Percakapan Kecil Antar Manusia

 


“Masa lalu telah selesai jadi apa yang kamu tunggu?,” tanya Mala dikala melihat sahabat masa kecilnya saat pikirannya dipenuhi dengan orang yang telah pergi untuk selamanya.


Dalam sekejap Tarisa sahabatnya merubah posisi duduk menghadap dirinya dan menyibukkan tangan dengan menyobek-nyobek tisu di atas meja. Sedangkan mata hitam legamnya melihat kearah tisu seakan-akan semua pikirannya bergantung pada bentuk tisu ditangannya.


“Iya benar, ia sudah pergi dan tidak mungkin kembali lagi. Tapi, kamu tahu sendiri bagaimana keadaan dan perasaanku sekarang. Kamu pasti tahu perasaanku saat melihat dan duduk di dekat nisannya tadi pagi. Aku bukan menunggu ia datang lagi tapi masih belum bisa melepas perasaanku dari setiap kenangan yang dibuat olehnya beberapa tahun belakangan ini,” jelas Tarisa dengan tangan meremas tisu yang sedang dipegangnya.


Mala menimpali dengan mata sayu melihat kearah sahabatnya. “Haruskah seperti ini sa?

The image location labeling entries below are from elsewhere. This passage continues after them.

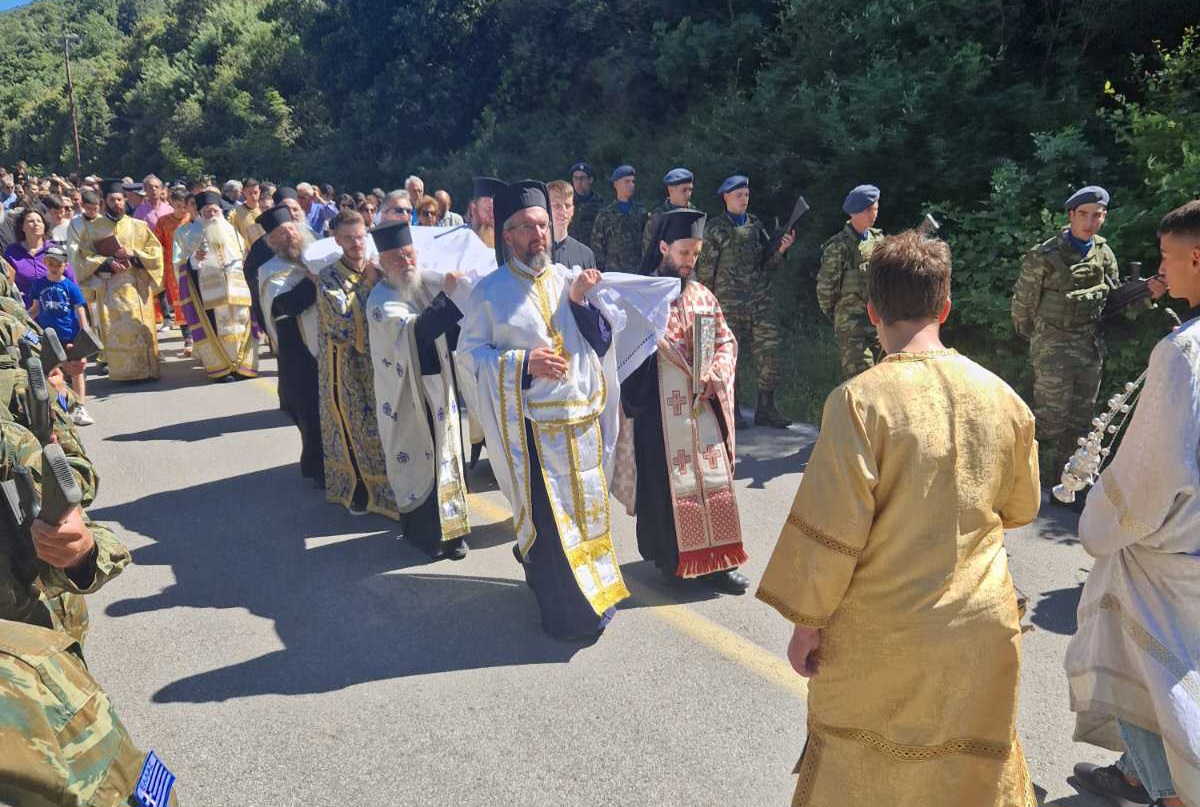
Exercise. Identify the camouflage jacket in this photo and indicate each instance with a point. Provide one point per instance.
(841, 279)
(586, 210)
(63, 741)
(1061, 288)
(617, 239)
(13, 383)
(647, 233)
(733, 256)
(24, 578)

Senyummu sama tapi beda alasan. Kamu tersenyum bahkan tertawa dengan begitu ceria tapi saat membicarakan tentangnya, kamu malah menunduk dan menghancurkan tisu tidak bersalah itu,” ucapnya setelah melihat keadaan sahabatnya itu. Apa yang harus dilakukan? Pikir Mala.


“Mal, kamu tahu kan perasaanku saat ini? Hampa dan aku bingung harus berekspresi seperti apa saat ditanyakan tentang keadaanku setelah ia pergi. Aku boleh nangis mal? Aku ingin sekali nangis dan bilang kepada semua orang bahwa aku sedih bahkan sangat terpukul jika mengingat bahwa ia sudah tidak ada. Aku marah tapi apakah boleh marah pada mereka? Mereka menganggap aku sok kuat hanya karena sering tertawa padahal itu adalah bukti bahwa aku tidak kuat dan terlanjur sangat lemah. Aku harus apa? Menangis atau tertawa saja aku bingung’ ucap Tarisa saat mengetahui Mala melihatnya dengan mata sayu.


“Jangan melihatku seperti itu Mal, aku tidak semenyedihkan itu sampai kamu harus memperlihatkan empati lewat matamu. Aku masih sama tapi untuk sekarang biarkan aku seperti ini, boleh kan?,”pinta Tarisa dengan air mata yang sedetik saja akan terjun ke pipi mulusnya.


Mala hanya mengangguk dan memberikan senyuman yang diharapkan bisa mengurangi kekosongan perasaan sahabatnya. Namun, keheningan tercipta tatkala Tarisa termenung entah apa yang dipikirkan. Mata menatap lurus dengan kosong dan tangannya yang sejak tadi meremas tisu sekarang diam tak berkutik B. “Kenapa Tar? nangis aja itu akan lebih baik,' saran keluar dari mulut kecil Mala.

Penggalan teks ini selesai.